In this research, girls were more prevalent, similar to the results by other authors.7 One of the possible explanations is that girls, in general, are more open and honest about their feelings, including anxiety and fear, compared to boys.1 However, despite the greater female presence, there was no statistically significant difference in the questionnaire items between sexes, unlike in a study conducted in Bulgaria,23 in which girls had higher scores in the CFSS‑DS questionnaire than boys.
In addition, in Indian children, girls had higher scores than boys in the items “Dentists,” “Having somebody look at you,” “The dentist drilling,” and “People in White uniforms,”10 and in Saudi children, girls had higher scores than boys in all items of the questionnaire.21 As Arab boys are raised to be brave and not show fear, this research confirms that cultural factors are relevant in the dental fear evaluation.21
A significant difference between ages was found for the item “Having a stranger touch you” (p=0.001), with children aged 8 years having the highest median (5.00) and those aged 10 years having the lowest median (2.00). This difference was not found in the literature, making it impossible to compare these findings. However, these data may indicate that the dentist is seen as a stranger, being a source of fear for children, since the discomfort expected can be associated with the person who will perform the treatment.21
Researches like the present one are relevant due to providing a better understanding of dental fear and factors surrounding it. Being aware that detecting the different causes
of fear early is very important to solve the problem,2 knowing the factors that generate fear in children, and identifying a potential relationship with age and/or sex allows the pediatric dentist to adopt individual procedures in dental care for a more pleasant moment and, if possible, minimizing dental fear.
Fun activities, games, drawings, and painting materials can be offered in the waiting room to reduce anxiety levels in pediatric patients,6 aiming to alleviate fear at the time of dental care.2 In addition, it is important to tighten the bond between the pediatric patient and the dentist through consultations for educational‑preventive procedures. This approach can be beneficial to establishing the professional‑patient relationship, providing safety, confidence in the professional, and Comfort with the dental environment.

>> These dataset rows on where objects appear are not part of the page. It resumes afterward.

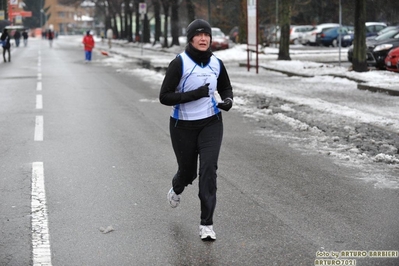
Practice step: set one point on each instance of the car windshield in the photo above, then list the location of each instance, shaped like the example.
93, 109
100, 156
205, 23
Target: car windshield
388, 35
217, 33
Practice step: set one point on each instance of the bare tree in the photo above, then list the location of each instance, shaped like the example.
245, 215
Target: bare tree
175, 26
359, 62
165, 5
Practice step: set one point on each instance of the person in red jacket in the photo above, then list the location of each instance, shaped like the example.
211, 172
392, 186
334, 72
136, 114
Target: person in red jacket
88, 42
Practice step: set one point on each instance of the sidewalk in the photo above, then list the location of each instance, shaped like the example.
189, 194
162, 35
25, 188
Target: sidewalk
158, 58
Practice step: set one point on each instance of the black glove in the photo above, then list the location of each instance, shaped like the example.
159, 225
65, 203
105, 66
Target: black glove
196, 94
226, 104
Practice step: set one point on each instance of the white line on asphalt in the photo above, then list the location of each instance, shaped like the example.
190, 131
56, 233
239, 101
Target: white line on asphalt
39, 86
40, 233
39, 128
39, 101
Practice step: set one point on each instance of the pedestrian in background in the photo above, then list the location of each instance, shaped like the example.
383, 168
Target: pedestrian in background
88, 42
25, 37
5, 43
110, 35
17, 37
190, 86
50, 37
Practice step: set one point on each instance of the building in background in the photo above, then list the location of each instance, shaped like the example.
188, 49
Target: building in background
68, 20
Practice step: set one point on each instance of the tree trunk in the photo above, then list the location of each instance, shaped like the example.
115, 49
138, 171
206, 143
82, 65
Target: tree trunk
129, 30
359, 62
157, 15
137, 29
285, 18
175, 23
146, 29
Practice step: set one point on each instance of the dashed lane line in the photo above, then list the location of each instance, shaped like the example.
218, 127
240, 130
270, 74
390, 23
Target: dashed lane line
39, 101
39, 128
40, 232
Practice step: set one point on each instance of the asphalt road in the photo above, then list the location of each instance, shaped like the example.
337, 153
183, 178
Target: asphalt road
99, 143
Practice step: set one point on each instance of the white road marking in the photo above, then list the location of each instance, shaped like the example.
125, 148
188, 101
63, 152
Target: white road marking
39, 128
41, 252
39, 101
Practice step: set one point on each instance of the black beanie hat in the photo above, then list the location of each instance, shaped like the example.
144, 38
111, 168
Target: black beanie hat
198, 26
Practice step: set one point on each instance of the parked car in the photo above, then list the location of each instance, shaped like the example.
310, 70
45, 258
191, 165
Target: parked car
389, 28
219, 40
310, 36
391, 61
297, 31
377, 52
372, 28
393, 34
233, 34
331, 37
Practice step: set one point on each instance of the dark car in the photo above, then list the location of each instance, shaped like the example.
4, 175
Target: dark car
377, 52
330, 37
390, 35
392, 60
219, 40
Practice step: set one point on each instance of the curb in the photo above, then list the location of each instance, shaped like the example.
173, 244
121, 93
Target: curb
393, 92
146, 63
360, 85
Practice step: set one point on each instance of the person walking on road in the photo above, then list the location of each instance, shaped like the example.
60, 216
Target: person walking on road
17, 37
88, 42
25, 37
191, 85
50, 36
5, 41
110, 35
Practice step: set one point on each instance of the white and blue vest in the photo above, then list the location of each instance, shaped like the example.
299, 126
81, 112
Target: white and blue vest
194, 76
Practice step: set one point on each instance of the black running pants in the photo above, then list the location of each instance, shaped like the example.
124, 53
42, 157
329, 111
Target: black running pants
192, 142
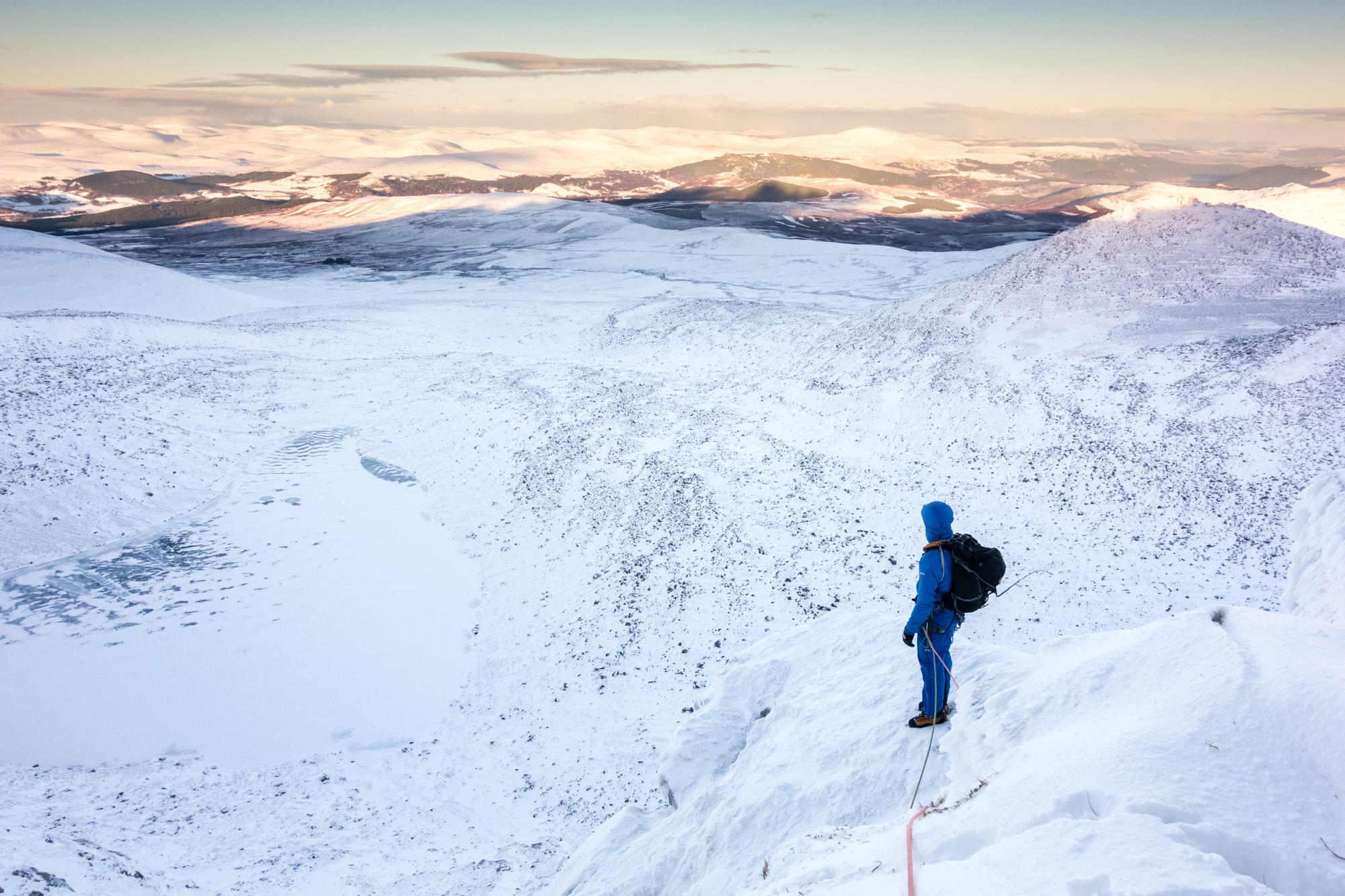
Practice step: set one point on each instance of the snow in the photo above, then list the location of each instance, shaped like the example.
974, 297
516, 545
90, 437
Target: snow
645, 447
40, 272
1317, 567
68, 150
1194, 755
298, 659
1321, 208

This study has some limitations, such as the cross‑sectional design, which does not allow establishing a cause‑effect relationship. Moreover, the sample size can be considered small, as it prevents the generalization of results to all children of the same age group, but rather for the target population.
On the other hand, the use of a validated instrument widely used in literature to assess dental fear and anxiety and the absence of similar studies in the country should be highlighted as strengths.
Conclusions
The item “Having a stranger touch you” of the CFSS‑DS questionnaire showed a statistically significant difference with age, while no differences were found regarding sex. Knowing the factors related to dental fear can help the dentist identify the patients most susceptible to developing this type of fear. Thus, we believe that an appropriate approach with younger children can promote a relationship of trust, improving oral health conditions, and reducing the need for more invasive treatment.